Miguel Núñez • 12 diciembre, 2017
Afirmar categóricamente que estamos en el inicio de los tiempos finales es arriesgarse al error. Esa es la advertencia con la que el pastor Miguel Núñez abre su respuesta a una pregunta que muchos creyentes se hacen cuando ven terremotos, huracanes y guerras acumularse en las noticias. Jesús mismo dijo que solo el Padre conocía el día y la hora, y aunque hoy Cristo también lo sabe, ese fue un área del conocimiento que Él y el Padre acordaron limitar durante la encarnación.
Lo que sí puede decirse es que ciertas señales despiertan una pregunta legítima. El pastor Núñez señala que cuando Jesús habló de la higuera, indicó que la generación que vea las señales que preceden su venida podrá discernir que el tiempo está cerca. Algunos identifican ese cumplimiento con la destrucción del templo en el año 70; otros, como él, lo entienden referido a una generación futura que reconocerá esas señales. La reaparición de Israel en 1948 y el aumento acelerado del conocimiento científico —que Daniel menciona en relación con el fin— son datos que, según el pastor, "pudieran oler al final de los tiempos".

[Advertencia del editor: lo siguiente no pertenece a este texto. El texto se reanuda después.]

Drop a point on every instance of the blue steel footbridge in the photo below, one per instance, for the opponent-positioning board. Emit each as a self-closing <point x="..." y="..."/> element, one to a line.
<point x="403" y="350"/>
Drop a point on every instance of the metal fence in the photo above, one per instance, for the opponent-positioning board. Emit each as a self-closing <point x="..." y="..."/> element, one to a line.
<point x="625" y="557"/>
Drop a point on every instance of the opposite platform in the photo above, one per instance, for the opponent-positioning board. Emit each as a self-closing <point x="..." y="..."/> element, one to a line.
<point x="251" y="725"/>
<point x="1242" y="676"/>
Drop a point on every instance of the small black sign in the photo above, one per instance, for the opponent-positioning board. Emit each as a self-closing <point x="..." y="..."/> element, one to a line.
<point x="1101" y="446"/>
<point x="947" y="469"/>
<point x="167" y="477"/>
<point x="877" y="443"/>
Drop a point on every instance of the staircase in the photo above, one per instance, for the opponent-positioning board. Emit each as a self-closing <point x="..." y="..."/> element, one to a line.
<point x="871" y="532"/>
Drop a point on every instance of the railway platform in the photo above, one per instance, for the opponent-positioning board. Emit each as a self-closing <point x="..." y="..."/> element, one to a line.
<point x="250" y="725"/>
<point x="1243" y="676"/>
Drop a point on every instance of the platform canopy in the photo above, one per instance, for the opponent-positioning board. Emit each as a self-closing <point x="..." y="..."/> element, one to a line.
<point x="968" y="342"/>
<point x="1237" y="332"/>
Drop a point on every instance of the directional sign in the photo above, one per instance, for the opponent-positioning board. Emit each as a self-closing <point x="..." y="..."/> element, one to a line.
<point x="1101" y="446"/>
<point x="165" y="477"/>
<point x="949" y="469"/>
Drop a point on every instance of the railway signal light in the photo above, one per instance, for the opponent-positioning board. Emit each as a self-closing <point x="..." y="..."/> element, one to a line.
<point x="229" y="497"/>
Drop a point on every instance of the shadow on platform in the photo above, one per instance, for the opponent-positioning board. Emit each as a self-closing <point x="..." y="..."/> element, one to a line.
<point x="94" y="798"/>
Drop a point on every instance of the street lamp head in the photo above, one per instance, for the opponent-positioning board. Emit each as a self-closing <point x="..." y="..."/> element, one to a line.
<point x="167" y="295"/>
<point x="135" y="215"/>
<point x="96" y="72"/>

Con mayor certeza, el pastor Núñez afirma que estamos al borde del colapso de una era, no necesariamente del regreso de Cristo. Apoyándose en el pensador Malcolm Muggeridge, menciona cinco señales históricas de colapso civilizacional: aumento del caos, del entretenimiento, del erotismo, de la carga tributaria y del aburrimiento. Las cinco están presentes hoy en Occidente. Si ese colapso coincide con la venida del Señor, no lo sabemos —pero pudiera ser.